Eubrachycercus

Scientific classification
- Kingdom: Animalia
- Phylum: Arthropoda
- Subphylum: Chelicerata
- Class: Arachnida
- Order: Araneae
- Infraorder: Mygalomorphae
- Family: Barychelidae
- Genus: Eubrachycercus Pocock, 1897
- Species: E. smithi
- Binomial name: Eubrachycercus smithi Pocock, 1897

= Eubrachycercus =

- Authority: Pocock, 1897
- Parent authority: Pocock, 1897

Genus of spiders

Eubrachycercus is a monotypic genus of East African brushed trapdoor spiders. The genus contains a single described species, Eubrachycercus smithi. It was established by British arachnologist Reginald Innes Pocock in 1897 during his studies of mygalomorph spiders from the Ethiopian Region.

==Taxonomy==
The genus Eubrachycercus belongs to the family Barychelidae, commonly known as brushed trapdoor spiders, within the infraorder Mygalomorphae.
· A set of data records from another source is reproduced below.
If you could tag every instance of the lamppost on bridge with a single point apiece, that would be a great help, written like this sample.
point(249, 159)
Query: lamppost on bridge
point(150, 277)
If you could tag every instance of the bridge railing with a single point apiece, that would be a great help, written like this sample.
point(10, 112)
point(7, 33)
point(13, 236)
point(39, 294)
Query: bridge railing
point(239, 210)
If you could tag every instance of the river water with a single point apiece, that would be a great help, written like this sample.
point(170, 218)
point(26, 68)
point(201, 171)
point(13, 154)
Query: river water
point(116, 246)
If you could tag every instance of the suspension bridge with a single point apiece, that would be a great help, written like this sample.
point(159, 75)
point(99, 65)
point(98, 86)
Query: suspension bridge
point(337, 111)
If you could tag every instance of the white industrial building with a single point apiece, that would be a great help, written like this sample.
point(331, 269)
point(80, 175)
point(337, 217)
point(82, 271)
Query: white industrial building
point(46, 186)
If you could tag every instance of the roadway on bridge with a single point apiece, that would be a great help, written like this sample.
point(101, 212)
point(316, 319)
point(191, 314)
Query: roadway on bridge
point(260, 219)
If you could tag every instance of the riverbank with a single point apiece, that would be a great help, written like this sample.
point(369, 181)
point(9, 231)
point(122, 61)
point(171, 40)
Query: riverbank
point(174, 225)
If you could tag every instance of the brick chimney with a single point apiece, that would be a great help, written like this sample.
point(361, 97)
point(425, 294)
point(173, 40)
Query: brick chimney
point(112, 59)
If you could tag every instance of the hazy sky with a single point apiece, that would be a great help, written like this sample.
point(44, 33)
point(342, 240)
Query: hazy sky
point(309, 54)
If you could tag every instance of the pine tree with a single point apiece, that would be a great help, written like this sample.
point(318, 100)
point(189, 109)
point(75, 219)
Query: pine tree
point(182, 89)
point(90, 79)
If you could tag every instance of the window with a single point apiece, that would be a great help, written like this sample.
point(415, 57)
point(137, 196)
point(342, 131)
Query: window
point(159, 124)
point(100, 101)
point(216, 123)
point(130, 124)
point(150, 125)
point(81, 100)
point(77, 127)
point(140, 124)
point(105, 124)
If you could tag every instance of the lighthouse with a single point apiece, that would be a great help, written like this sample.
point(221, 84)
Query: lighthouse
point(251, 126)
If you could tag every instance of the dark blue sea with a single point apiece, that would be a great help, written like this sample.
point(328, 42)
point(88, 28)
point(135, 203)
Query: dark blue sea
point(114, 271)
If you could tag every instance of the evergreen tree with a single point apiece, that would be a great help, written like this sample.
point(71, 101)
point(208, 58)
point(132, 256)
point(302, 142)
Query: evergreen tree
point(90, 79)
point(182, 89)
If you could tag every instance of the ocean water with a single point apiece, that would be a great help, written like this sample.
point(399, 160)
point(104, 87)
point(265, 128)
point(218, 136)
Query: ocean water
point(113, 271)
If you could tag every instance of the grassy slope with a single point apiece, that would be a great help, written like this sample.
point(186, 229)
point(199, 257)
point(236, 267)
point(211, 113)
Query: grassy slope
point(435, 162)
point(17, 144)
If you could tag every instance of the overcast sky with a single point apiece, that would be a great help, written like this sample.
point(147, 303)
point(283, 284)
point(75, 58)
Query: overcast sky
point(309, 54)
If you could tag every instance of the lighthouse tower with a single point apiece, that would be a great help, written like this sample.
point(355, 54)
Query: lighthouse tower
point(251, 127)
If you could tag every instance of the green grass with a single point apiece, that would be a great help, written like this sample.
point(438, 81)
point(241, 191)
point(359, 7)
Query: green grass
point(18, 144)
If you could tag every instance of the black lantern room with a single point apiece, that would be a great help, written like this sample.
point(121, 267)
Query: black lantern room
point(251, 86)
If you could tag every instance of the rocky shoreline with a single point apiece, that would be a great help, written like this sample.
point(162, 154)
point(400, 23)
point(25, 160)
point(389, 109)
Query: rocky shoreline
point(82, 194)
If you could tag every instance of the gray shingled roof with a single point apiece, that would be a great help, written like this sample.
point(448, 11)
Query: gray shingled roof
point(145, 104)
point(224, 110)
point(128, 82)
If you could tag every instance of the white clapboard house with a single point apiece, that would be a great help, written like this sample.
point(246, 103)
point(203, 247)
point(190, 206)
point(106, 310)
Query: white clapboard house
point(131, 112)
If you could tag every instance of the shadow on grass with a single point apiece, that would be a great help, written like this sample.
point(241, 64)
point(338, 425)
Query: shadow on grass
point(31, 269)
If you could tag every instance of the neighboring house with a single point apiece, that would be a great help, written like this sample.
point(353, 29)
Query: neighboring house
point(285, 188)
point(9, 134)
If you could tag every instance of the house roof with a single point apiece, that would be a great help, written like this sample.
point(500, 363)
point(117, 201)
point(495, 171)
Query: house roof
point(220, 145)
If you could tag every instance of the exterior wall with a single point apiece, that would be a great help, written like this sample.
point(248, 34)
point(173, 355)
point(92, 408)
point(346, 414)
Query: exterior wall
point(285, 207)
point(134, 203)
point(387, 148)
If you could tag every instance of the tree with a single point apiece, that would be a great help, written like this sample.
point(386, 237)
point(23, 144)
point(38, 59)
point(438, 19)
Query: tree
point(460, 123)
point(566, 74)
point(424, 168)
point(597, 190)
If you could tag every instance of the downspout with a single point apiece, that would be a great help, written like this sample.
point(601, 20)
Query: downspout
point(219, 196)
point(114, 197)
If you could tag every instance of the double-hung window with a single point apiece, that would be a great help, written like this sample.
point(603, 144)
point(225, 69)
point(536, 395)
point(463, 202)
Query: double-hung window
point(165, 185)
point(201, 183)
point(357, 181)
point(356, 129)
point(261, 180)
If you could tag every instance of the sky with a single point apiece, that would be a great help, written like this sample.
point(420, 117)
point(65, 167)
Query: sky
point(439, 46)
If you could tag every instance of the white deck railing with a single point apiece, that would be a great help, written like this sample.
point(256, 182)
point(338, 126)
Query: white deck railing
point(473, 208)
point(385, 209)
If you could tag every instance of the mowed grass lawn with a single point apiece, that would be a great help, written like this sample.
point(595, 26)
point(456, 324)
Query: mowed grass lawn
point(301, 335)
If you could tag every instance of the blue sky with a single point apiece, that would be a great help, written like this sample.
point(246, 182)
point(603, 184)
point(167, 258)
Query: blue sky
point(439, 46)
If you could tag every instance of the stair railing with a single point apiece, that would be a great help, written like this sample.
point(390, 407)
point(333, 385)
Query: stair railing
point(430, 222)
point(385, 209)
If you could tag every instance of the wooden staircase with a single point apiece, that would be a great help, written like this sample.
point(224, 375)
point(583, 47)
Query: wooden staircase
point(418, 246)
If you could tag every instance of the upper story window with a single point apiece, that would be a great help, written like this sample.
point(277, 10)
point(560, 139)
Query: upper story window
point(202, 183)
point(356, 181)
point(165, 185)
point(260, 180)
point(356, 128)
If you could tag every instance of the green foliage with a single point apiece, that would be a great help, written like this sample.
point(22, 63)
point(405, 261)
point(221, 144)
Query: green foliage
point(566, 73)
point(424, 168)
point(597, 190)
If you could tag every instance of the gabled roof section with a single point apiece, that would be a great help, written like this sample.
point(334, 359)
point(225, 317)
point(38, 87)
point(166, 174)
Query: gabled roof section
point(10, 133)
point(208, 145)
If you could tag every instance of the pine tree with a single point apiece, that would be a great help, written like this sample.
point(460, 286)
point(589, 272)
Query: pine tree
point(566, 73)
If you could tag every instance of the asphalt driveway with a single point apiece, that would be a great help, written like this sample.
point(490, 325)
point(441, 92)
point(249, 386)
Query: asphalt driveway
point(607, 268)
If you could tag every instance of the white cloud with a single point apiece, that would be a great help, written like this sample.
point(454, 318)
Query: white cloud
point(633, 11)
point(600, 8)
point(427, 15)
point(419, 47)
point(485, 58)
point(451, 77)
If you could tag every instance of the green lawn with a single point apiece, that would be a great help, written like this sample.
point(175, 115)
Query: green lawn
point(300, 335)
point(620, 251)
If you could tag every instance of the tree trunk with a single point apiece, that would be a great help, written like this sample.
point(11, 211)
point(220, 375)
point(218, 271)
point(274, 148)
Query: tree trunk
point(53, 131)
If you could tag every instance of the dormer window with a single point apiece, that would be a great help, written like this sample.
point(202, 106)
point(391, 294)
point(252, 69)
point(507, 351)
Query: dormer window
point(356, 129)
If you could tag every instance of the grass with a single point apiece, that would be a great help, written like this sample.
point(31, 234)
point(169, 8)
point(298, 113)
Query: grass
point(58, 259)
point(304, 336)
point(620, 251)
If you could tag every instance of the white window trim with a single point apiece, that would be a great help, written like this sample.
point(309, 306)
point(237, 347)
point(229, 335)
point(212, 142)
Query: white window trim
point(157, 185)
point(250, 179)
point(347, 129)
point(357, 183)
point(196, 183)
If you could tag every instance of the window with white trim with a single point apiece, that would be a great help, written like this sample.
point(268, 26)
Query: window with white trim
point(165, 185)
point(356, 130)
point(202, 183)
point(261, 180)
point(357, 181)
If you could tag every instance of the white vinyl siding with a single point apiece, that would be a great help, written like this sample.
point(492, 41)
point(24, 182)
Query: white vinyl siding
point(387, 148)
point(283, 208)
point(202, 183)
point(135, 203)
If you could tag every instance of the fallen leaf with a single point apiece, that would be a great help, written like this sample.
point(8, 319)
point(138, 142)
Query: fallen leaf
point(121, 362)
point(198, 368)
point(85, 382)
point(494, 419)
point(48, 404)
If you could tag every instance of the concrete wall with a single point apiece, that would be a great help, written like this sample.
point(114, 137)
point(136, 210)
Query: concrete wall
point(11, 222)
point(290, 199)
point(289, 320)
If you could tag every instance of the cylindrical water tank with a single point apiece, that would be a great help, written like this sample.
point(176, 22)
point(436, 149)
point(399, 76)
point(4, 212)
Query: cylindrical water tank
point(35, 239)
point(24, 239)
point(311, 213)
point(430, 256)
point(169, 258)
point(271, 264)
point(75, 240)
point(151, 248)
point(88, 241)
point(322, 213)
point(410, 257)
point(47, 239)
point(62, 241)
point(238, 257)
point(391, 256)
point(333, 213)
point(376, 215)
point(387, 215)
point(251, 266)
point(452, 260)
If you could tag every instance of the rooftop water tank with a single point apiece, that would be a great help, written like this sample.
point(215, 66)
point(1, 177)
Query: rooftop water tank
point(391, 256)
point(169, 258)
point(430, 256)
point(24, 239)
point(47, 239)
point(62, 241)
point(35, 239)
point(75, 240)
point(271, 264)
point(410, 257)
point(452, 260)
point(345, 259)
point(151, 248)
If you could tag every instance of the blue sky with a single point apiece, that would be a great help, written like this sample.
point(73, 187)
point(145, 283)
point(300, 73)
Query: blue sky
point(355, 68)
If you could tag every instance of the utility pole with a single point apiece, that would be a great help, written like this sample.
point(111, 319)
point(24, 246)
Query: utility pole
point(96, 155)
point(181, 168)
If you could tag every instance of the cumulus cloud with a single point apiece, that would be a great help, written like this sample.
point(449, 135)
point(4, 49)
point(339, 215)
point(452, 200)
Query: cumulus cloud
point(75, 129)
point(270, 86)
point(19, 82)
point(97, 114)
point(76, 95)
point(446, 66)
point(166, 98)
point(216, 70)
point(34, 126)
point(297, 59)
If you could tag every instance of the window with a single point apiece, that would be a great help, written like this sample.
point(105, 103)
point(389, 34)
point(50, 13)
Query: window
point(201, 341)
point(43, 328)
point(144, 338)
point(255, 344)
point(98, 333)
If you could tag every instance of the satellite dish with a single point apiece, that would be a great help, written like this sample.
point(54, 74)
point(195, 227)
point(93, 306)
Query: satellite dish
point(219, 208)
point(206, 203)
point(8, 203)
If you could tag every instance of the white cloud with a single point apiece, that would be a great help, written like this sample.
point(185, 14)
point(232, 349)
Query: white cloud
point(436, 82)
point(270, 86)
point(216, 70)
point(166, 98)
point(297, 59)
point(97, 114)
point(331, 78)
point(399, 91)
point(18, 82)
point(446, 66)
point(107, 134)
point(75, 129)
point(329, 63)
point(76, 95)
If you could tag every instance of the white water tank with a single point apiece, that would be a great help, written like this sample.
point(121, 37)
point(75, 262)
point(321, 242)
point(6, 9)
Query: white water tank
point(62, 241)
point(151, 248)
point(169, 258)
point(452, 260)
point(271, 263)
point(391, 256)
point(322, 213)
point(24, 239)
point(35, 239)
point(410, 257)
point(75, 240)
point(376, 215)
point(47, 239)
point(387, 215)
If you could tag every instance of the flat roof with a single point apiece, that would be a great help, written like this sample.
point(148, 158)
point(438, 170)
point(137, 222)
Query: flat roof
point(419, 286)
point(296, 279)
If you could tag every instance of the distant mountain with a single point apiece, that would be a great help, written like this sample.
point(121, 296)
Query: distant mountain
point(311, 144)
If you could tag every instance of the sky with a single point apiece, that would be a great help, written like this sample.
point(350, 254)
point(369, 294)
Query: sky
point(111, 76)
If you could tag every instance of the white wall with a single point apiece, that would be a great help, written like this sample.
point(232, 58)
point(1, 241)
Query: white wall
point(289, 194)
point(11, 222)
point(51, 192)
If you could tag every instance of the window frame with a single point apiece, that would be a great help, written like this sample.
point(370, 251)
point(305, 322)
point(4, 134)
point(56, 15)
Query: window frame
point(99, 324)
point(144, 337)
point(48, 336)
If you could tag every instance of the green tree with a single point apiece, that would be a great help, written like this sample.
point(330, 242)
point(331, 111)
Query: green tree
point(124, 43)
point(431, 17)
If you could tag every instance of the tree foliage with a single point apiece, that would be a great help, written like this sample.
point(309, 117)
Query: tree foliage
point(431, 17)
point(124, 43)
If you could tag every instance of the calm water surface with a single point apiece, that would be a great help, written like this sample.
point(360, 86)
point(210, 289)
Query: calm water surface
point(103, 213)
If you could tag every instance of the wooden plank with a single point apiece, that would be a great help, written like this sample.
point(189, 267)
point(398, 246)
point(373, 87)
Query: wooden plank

As a monotypic genus, Eubrachycercus contains only one recognized species, Eubrachycercus smithi.

==Distribution==
Eubrachycercus smithi has been recorded from Somalia in East Africa and is considered part of the endemic spider fauna of the region.

==Description==
The species was originally described by Pocock in 1897 as part of his work on mygalomorph spiders from the Ethiopian Region. The available taxonomic records recognize Eubrachycercus smithi as the sole representative of its genus.